Freddie and Fannie have it both ways
Since neither the market nor the state checked their growth, they were able to swell extravagantly. (Regulators might have reined the companies in, but, thanks in part to ardent lobbying by Fannie and Freddie, Congress failed to provide them with sufficient power to do so.)
The result of all this was that the companies reaped the rewards of the private sector while enjoying the security of the public sector. Seemingly insulated from all harm, they became reckless. They constructed a giant pyramid of debt on a very small base of capital (eighty-one billion dollars, by the most recent publicly available figures), and by May, 2008, either owned or guaranteed more than five trillion dollars in mortgages.
As a result, even though just a small percentage of Fannie’s and Freddie’s mortgages are delinquent, the potential losses are huge. That’s why, in recent weeks, investors finally lost faith in them.

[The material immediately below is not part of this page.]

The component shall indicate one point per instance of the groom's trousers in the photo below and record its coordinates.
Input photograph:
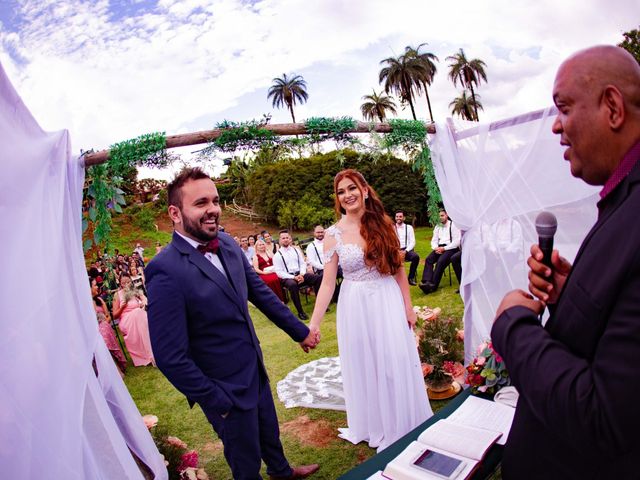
(251, 435)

Whatever their sins, Fannie and Freddie clearly couldn’t be allowed to fail, but that’s no argument for letting them go on as they are. Either they should be forced to make it as private companies or they should be nationalized.
Given that their business depends on the promise of government assistance and that their current state remains woeful (despite an upturn in their fortunes late last week), nationalization seems more sensible. If Fannie and Freddie are going to run up a tab and stick taxpayers with the bill, why should shareholders profit?
Beyond that question, though, is a more important one: Do we need Fannie and Freddie at all?
Their supposed reason for being is that their ability to borrow money at low rates lowers borrowing costs for homeowners. But a paper by the economist Wayne Passmore, of the Federal Reserve, suggests that in fact Fannie and Freddie have only a small effect on the interest rates that homeowners pay, saving them less than one-tenth of a percentage point.
More important, if the last few years have taught us anything, it’s that homeownership is not an unalloyed economic good, and that we should be cautious about using gimmicks to make it more attractive. The government already offers homeowners a subsidy, in the form of a mortgage tax break. Given everything else we could be spending taxpayer money on, does the government really need to be in the mortgage-buying business, too?